As imperialist powers jostle for Somalia’s promising oil and gas fields, organising one bogus conference after another, a report by the UN Food and Agriculture Organisation (FAO) has revealed that 258,000 people died as a result of famine in Somalia between 2010-2012, including 133,000 children under the age of five. This vast human tragedy is the responsibility of imperialist policy, particularly by Britain and the US, which has destroyed Somalia in pursuit of influence in the wider region.
2010-12 famine worse than 1992
The FAO’s Food Security and Nutrition Analysis Unit for Somalia and the Famine Early Warning Systems Network found that, between 2010 and 2012:
- An estimated 4.6% of the total population and 10% of under-fives died in Southern and Central Somalia –the areas most affected.
- Deaths included Somalis in refugee camps in Kenya and Ethiopia.
- ‘Excess’ deaths caused by the famine peaked at 30,000 per month between May and August 2011.
There were an additional 290,000 ‘baseline’ deaths in the area over the same period, giving an overall toll of 548,000. In comparison, an estimated 220,000 people died during the 1992 famine.
By September 2011, the UN estimated four million Somalis were starving. It declared a famine in July 2011 but declared it ‘over’ by February 2012 – just in time for the first London Conference on Somalia. Yet deaths continued until April 2012 at least. The famine was used in a cynical attempt to end the civil war in Somalia in favour of the corrupt and now disbanded British-backed transitional federal government (TFG).
Famine myths
Officially, the famine was blamed on:
• the 2010-11 drought, ‘the worst in 60 years’;
• rising food prices;
• constraints on ‘humanitarian access’ laid at Al Shabab’s door by the imperialists.
Yet drought does not automatically mean famine. Until the 1970s, Somalia was a pastoral economy which, despite recurrent droughts, was virtually self-sufficient in food. That agricultural system was systematically destroyed in the 1980s through the intervention of the World Bank and the IMF. Michel Chossudovsky, author of The Globalization of Poverty and the New World Order, describes how:
‘A very tight austerity program was imposed on the government largely to release the funds required to service Somalia’s debt … This structural adjustment programme reinforced Somalia’s dependency on imported grain … food aid increased fifteen-fold … this influx of cheap surplus wheat and rice…led to the displacement of local producers, [and] a major shift in food consumption patterns to the detriment of traditional crops.’

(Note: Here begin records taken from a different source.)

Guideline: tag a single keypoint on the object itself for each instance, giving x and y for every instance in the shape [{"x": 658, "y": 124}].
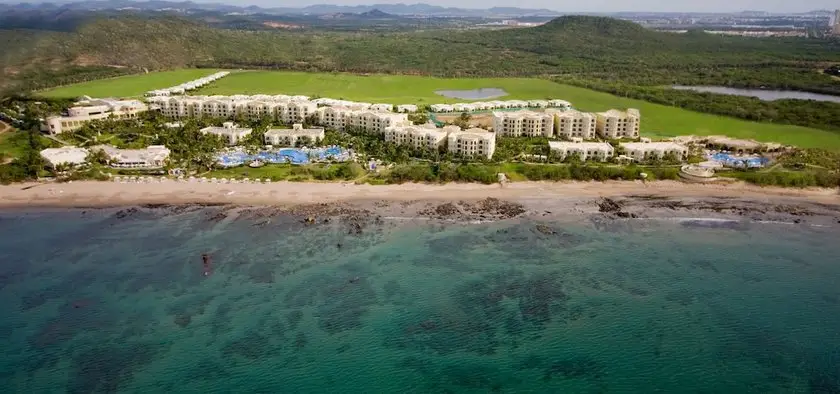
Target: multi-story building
[
  {"x": 290, "y": 137},
  {"x": 643, "y": 150},
  {"x": 154, "y": 156},
  {"x": 91, "y": 109},
  {"x": 407, "y": 108},
  {"x": 574, "y": 124},
  {"x": 599, "y": 151},
  {"x": 523, "y": 124},
  {"x": 419, "y": 137},
  {"x": 229, "y": 132},
  {"x": 472, "y": 143},
  {"x": 340, "y": 118},
  {"x": 615, "y": 124}
]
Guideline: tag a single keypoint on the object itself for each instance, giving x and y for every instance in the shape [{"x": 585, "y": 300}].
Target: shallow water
[
  {"x": 474, "y": 94},
  {"x": 95, "y": 303},
  {"x": 762, "y": 94}
]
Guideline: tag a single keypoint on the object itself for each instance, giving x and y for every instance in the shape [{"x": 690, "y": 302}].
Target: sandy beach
[{"x": 111, "y": 194}]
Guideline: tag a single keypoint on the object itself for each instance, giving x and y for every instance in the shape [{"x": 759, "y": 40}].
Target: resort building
[
  {"x": 523, "y": 124},
  {"x": 643, "y": 150},
  {"x": 407, "y": 108},
  {"x": 229, "y": 132},
  {"x": 419, "y": 137},
  {"x": 371, "y": 121},
  {"x": 290, "y": 137},
  {"x": 91, "y": 109},
  {"x": 286, "y": 109},
  {"x": 599, "y": 151},
  {"x": 472, "y": 143},
  {"x": 574, "y": 124},
  {"x": 69, "y": 155},
  {"x": 185, "y": 87},
  {"x": 154, "y": 156},
  {"x": 616, "y": 124}
]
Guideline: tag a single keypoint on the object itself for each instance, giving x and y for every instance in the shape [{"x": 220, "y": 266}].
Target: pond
[
  {"x": 761, "y": 94},
  {"x": 474, "y": 94}
]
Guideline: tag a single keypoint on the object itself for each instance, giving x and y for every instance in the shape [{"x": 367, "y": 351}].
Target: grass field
[
  {"x": 128, "y": 86},
  {"x": 657, "y": 120}
]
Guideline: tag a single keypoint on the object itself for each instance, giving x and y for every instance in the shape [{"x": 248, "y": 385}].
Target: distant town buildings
[
  {"x": 290, "y": 137},
  {"x": 615, "y": 124},
  {"x": 523, "y": 124},
  {"x": 596, "y": 151},
  {"x": 154, "y": 156},
  {"x": 89, "y": 109},
  {"x": 231, "y": 133},
  {"x": 646, "y": 149},
  {"x": 67, "y": 155}
]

‘Food aid’ was used to secure dependence on imperialist states – ‘food aid to sub-Saharan Africa increased by more than seven times since 1974 and commercial grain imports more than doubled. Currently Africa imports about $15 billion of food per year, yet from 2003 to 2010, the number of undernourished people increased from 206 million to 245 million.’
Chossudovsky explains how IMF-imposed currency devaluations led to ‘hikes in the prices of fuel, fertiliser and farm inputs’; social programmes were curtailed. Infrastructure collapsed and the deregulation of the grain market and the influx of ‘food aid’ left farmers destitute.
The imperialists encouraged the cultivation of export crops on the best farmland. Water and veterinary services were privatised. As Somali cattle exports to the Gulf declined, Australian and EC exports rose. By the early 1980s, food aid and the sale of food aid became the main source of state revenue, enabling imperialist ‘donors’ to control the entire budgetary process. Health and education programmes were decimated and public sector wages slashed.
False aid
In FRFI 223 we reported how food aid was being looted from Somalia’s displaced people camps by TFG officers, with refugees killed in the process. Much so-called food aid in 2011 never reached the starving people it was intended for but was instead sold on or fed to livestock.
The food aid itself has been downgraded from animal-sourced milk-powder to a cheaper corn soya blend which is completely inappropriate for young children and does little to prevent malnutrition. Between 2008 and 2012, MSF, WHO, Unicef and the UN’s World Food Program (WFP) repeatedly demanded that the US and EU ‘stop supplying nutritionally substandard food to malnourished children in developing countries’, with no response.
As for Al Shabaab, the radical Islamic group did bar 16 organisations, including the WFP, from areas it controlled in 2009. But other aid groups, including the International Committee of the Red Cross operated in these zones, as did numerous Somali NGOs. The main obstacle was not denial of access by Al Shabaab, but logistical issues of resources and transport. People still starved in areas the WFP did have access to.
Imperialism to blame
The 550,000 deaths in Somalia in 2010-2012 weren’t caused by a lack of food, or by drought, or indeed by a lack of ‘food aid’, but by imperialism’s undermining of food security in the 1980s. Poor countries export food and ‘cash crops’ to rich ones. All economic activity which doesn’t serve the interests and profits of imperialism and international agribusiness is systematically destroyed. The imperialists are trying to hide Somalia’s history as a self-sufficient food basket, and their role in its destruction, while denouncing Somalia as a ‘failed state’. What cynical, two-faced hypocrisy!